Samthandschuhe für den Ex-Präsidenten

Frankreich: Jacques Chirac muss sich vor Gericht für Korruption und Amtsmissbrauch verantworten

  • Ralf Klingsieck, Paris
  • Lesedauer: 4 Min.
Dass sich ein ehemaliger Staatspräsident vor Gericht für seine Entscheidungen und Taten rechtfertigen muss, ist selten. Schon darum zieht der Prozess, der am heutigen Montag vor einem Pariser Gericht gegen Jacques Chirac beginnt, besonderes Interesse auf sich.

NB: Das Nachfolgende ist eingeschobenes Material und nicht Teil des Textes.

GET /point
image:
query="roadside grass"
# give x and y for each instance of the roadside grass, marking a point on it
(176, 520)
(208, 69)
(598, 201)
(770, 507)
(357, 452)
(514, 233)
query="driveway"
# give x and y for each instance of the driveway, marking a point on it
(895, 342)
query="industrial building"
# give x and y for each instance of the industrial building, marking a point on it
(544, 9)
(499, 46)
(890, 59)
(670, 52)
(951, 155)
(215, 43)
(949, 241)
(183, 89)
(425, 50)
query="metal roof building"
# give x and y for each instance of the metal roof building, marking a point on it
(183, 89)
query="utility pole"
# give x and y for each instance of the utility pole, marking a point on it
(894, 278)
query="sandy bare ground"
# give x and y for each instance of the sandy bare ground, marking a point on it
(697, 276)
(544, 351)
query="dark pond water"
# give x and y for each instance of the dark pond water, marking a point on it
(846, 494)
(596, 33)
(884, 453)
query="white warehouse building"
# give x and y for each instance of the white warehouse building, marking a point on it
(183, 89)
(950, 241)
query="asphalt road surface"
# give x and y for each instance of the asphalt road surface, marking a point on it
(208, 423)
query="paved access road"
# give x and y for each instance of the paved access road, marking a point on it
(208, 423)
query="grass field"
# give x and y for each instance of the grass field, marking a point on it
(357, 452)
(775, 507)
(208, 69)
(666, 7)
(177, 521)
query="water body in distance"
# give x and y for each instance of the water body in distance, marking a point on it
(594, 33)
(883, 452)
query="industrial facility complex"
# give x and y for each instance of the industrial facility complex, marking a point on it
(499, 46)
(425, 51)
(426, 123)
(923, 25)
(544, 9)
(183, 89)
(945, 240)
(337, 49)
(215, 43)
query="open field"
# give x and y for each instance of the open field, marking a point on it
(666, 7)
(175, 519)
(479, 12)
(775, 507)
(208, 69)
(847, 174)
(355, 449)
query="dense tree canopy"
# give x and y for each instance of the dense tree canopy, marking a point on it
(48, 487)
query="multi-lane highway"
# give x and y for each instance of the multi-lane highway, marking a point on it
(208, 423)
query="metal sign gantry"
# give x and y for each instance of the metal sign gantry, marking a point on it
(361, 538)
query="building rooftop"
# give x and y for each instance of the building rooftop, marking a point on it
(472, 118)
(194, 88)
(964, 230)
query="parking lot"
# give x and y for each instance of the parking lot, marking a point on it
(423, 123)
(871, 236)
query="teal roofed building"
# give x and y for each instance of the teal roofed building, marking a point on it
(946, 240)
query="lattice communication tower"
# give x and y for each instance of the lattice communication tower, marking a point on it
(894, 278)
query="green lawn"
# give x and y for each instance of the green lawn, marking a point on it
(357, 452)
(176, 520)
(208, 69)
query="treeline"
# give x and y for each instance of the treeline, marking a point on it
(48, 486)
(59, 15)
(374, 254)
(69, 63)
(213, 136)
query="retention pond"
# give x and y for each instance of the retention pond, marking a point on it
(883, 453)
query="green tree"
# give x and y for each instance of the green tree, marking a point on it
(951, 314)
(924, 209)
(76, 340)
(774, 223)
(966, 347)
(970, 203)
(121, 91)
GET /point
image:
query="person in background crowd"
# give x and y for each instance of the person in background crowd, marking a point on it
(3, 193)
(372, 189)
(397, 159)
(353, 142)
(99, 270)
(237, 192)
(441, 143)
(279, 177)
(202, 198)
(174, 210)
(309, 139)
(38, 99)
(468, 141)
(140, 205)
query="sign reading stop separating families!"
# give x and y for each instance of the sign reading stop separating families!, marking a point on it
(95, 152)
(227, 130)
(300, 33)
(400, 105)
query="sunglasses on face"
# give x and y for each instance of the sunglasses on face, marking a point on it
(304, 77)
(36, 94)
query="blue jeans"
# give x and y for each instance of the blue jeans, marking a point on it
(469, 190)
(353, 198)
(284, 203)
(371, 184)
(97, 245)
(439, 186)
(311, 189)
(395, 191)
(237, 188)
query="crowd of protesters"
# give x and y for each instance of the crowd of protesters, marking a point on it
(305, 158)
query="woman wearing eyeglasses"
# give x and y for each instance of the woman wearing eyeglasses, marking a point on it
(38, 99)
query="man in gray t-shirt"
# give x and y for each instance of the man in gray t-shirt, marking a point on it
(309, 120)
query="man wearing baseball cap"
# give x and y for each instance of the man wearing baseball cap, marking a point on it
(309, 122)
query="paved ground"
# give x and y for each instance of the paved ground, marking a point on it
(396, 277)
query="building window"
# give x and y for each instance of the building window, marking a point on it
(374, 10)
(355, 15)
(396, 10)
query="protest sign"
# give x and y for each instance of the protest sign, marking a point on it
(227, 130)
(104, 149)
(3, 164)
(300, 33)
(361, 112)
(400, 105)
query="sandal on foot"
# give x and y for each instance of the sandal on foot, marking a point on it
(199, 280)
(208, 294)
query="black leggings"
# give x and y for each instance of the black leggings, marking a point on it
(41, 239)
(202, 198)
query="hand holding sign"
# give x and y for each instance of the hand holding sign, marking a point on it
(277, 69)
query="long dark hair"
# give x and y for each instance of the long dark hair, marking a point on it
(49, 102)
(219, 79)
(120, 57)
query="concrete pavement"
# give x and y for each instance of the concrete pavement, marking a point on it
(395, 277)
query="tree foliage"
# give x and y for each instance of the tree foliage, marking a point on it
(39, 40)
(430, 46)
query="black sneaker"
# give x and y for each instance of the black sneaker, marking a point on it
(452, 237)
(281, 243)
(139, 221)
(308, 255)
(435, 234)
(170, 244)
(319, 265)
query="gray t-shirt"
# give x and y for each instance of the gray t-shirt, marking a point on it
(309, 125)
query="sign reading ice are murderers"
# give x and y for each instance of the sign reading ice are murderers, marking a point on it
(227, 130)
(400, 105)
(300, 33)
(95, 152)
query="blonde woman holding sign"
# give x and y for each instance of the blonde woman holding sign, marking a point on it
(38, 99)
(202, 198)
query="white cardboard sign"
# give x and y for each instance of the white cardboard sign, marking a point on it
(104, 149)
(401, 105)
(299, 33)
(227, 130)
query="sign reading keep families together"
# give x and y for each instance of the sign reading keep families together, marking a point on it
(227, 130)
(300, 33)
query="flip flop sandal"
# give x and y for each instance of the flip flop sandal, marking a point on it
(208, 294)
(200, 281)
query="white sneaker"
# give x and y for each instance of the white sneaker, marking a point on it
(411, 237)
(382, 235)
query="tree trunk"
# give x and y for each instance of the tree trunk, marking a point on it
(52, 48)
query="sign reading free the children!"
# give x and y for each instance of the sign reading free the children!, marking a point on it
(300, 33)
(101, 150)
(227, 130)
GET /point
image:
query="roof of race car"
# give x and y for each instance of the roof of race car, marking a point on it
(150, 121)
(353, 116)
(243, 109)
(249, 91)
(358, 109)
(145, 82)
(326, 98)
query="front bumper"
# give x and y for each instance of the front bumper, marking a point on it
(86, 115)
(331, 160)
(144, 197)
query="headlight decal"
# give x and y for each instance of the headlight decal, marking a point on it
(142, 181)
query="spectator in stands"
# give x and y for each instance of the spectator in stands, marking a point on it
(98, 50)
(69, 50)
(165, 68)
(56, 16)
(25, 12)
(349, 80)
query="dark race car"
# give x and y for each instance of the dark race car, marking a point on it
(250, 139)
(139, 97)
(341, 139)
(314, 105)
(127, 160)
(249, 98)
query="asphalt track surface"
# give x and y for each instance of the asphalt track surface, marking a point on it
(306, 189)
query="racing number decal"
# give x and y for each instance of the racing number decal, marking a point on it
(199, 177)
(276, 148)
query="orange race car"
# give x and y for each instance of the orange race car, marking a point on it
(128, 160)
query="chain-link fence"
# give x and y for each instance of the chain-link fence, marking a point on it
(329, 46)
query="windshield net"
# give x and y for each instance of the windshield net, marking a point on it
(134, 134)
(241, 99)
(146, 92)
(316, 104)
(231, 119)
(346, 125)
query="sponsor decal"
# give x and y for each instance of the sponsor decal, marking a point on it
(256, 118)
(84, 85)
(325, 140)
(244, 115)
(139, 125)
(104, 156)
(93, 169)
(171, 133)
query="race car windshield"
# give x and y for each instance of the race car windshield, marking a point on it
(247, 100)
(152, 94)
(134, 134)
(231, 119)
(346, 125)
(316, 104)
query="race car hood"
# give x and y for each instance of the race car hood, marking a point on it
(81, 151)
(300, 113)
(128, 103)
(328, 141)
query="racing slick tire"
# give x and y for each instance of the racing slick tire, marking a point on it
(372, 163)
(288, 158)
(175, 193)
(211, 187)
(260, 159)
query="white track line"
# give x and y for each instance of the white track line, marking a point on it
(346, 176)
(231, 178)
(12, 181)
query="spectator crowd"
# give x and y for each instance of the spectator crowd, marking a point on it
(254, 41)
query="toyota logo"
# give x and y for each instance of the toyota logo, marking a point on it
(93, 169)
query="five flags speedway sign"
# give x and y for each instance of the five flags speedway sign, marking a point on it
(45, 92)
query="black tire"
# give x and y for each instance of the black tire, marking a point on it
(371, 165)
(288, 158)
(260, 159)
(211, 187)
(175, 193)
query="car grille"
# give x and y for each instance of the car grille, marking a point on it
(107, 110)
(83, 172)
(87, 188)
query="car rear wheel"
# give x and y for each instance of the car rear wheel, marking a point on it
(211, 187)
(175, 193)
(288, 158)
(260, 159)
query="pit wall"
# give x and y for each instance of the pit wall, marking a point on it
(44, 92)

Bei dem Verfahren geht es allerdings nicht um die zwölf Jahre Amtszeit des heute 78-Jährigen im Elysée, sondern um die Zeit davor, als er Bürgermeister von Paris war. Dieses Amt übte er von 1977 bis 1995 aus und in dieser Zeit hat er ganz offensichtlich regelmäßig tief in die Stadtkasse gegriffen, um seine Partei RPR zu alimentieren. Diversen Politikern, Gewerkschaftern oder anderen Persönlichkeiten erwies er Gefälligkeiten. Er machte sie von sich abhängig, indem er deren Mitarbeiter oder Familienangehörige mit fiktiven Jobs auf die Lohnliste der Stadt setzte. Unternehmen, die mit der Stadt Geschäfte machen wollten, wurden zu Bargeldzahlungen gezwungen, die in Chiracs »Schwarze Kasse« wanderten, aus der dieser wohl auch private Urlaubsreisen ins Ausland bezahlte.

Jacques Chirac hat den Medien gegenüber immer wieder mit treuem Augenaufschlag behauptet, dass er von der Justiz behandelt werden wolle »wie jeder andere Bürger«. Doch tatsächlich haben er und seine Anwälte alles getan, um gerade dies zu verhindern. Während seiner Amtszeit als Präsident wurde die Immunität des Staatsoberhauptes vorgeschoben, obwohl es um Vorwürfe aus der Periode davor ging und der Präsident durchaus als Zeuge hätte aussagen können. Wahrscheinlich rechnete Chirac darauf, dass die Affäre wie so viele andere im Sande verlaufen würde. Doch als 2007 seine Amtszeit als Staatschef ablief und er als »Politik-Rentner« wieder für die Justiz greifbar wurde, rollte ein Untersuchungsrichter das Verfahren, das zuvor nur geruht hatte und nicht verjährt war, wieder auf.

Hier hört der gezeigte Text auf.